Sotto controllo. C’è anche tutta la questione dei diritti Tv del calcio che segna l’interesse dell’Antitrust oltre ai meccanismi di pubblicizzazione e commercializzazione dell’offerta ai comsumatori che in molti casi hanno avviato class action

 

La cessione di R2, piattaforma erogatrice esclusivamente di servizi e tecnologie e giuridicamente distinta da Mediaset Premium, era stata reso possibile dal ‘Piano di Londra’, comunicato da Mediaset nel 2017, che stabilì una rifocalizzazione della strategia del gruppo nel settore della pay tv.

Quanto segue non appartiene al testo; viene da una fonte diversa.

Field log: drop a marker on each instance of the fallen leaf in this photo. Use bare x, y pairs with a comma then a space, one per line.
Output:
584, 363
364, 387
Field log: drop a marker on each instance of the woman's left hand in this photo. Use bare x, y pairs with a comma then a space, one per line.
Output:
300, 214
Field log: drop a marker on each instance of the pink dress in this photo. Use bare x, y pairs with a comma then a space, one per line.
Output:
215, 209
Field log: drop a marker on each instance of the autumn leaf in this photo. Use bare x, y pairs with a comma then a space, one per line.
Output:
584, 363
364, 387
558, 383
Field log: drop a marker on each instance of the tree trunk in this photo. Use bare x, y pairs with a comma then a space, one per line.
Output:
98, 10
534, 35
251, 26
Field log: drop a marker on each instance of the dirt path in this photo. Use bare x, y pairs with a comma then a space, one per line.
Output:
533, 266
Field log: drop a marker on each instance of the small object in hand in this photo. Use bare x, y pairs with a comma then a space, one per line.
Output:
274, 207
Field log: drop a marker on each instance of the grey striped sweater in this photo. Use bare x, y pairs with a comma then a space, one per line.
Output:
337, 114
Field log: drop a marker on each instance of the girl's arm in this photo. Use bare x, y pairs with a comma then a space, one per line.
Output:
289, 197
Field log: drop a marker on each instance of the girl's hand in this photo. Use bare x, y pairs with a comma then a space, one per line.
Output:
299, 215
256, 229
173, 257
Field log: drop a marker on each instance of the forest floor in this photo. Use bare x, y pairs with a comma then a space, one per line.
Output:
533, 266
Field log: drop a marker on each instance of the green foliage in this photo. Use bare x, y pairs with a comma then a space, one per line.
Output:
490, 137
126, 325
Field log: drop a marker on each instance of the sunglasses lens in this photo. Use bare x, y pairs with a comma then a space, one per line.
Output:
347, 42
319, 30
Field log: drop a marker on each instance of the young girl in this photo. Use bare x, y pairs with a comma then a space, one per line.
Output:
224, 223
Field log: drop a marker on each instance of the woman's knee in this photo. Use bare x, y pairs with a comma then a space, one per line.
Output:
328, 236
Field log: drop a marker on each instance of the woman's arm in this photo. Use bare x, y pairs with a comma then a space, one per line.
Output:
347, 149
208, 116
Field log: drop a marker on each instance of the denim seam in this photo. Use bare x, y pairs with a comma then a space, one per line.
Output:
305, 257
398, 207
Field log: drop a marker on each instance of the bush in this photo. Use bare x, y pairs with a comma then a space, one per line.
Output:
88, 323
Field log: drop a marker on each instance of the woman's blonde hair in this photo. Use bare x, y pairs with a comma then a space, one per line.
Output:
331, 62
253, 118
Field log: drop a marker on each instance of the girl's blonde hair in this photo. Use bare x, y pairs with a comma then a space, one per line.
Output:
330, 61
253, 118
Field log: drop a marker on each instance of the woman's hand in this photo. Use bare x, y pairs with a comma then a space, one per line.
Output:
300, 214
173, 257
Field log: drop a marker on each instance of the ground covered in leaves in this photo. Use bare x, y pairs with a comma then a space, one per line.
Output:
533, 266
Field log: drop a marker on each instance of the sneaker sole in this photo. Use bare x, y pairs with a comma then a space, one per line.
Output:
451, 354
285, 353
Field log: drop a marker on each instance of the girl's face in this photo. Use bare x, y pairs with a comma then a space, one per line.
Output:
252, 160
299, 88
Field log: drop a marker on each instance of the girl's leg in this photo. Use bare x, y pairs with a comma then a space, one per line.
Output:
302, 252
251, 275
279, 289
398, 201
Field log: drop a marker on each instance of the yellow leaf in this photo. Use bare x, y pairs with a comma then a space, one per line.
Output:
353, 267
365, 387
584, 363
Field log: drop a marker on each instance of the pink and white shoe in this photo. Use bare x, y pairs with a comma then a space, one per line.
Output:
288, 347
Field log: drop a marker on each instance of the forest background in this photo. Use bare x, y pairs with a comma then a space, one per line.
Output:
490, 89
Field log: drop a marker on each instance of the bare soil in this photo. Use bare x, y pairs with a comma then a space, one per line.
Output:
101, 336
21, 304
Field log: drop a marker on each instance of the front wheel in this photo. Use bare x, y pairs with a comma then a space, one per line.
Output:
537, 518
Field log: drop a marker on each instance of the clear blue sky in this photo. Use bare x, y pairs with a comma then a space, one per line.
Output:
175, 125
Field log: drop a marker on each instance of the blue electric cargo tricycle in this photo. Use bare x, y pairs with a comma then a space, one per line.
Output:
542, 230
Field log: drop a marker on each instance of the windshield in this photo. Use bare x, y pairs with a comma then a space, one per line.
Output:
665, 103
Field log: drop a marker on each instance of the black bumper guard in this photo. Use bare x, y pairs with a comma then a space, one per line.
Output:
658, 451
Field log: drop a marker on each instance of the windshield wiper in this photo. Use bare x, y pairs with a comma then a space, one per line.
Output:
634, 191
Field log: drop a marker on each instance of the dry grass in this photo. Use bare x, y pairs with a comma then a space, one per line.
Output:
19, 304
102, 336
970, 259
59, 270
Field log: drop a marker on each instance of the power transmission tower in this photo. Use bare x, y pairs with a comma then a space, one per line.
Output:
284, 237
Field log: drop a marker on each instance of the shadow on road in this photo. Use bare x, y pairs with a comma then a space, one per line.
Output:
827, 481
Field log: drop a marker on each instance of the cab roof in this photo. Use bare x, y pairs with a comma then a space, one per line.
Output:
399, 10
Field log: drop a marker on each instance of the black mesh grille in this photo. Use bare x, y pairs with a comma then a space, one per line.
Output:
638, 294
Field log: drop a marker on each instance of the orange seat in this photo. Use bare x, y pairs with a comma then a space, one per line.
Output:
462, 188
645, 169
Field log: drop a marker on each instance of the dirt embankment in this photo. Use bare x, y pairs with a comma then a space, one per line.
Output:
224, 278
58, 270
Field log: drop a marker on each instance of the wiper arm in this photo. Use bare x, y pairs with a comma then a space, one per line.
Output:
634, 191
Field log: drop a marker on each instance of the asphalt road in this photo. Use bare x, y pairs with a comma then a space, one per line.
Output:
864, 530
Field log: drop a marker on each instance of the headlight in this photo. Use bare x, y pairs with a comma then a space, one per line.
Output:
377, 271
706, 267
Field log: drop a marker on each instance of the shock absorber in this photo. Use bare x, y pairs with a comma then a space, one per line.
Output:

Pertanto, in relazione agli sviluppi della procedura antitrust e in coerenza con gli accordi di cessione di R2, le parti hanno concordato oggi le modalità di rientro di R2 nel gruppo Mediaset malgrado il gruppo non eserciti più l’offerta di pay tv classica e non necessiti quindi più di tali servizi. A seguito di tale rientro, Sky ha richiesto a Mediaset che i servizi di piattaforma tecnica a supporto della trasmissione sul digitale terrestre – a esclusione delle attività commerciali, di marketing e di gestione del cliente – continuino a esserle fornite da R2 su base non esclusiva sino al 30 giugno 2021. Tale rapporto di fornitura a Sky non preclude dunque la possibilità che la piattaforma sia aperta a utilizzatori terzi a condizioni eque, trasparenti e non discriminatorie. Mediaset, da parte sua, ha verificato la possibilità di erogare il servizio con un adeguato ritorno economico generato da un contratto biennale e ne ha favorevolmente accolto la richiesta. Mediaset conferma quindi la volontà di continuare a fornire a tutto il mercato della pay tv sul digitale terrestre i servizi tecnici della società R2. La domanda è: in questo andirivieni societario, con R2 che lascia Mediaset e passa a Sky che fine faranno i dipendenti di R2? È questa la domanda che i sindacati confederali ed autonomi porranno, appena sarà comprensibile questa ennesima operazione di ingegneria societaria e finanziaria. Vero è che questa operazione è già sotto la lente di ingrandimento della Guardia di Finanza ed ha ricevuto il massimo interessamento del nucleo delle Fiamme Gialle che si occupano precipuamente delle problematiche che arrivano all’Antitrust. L’Authority presta grande attenzione a tutte le operazioni in questo campo delicato e vitale anche per la libertà d’informazione.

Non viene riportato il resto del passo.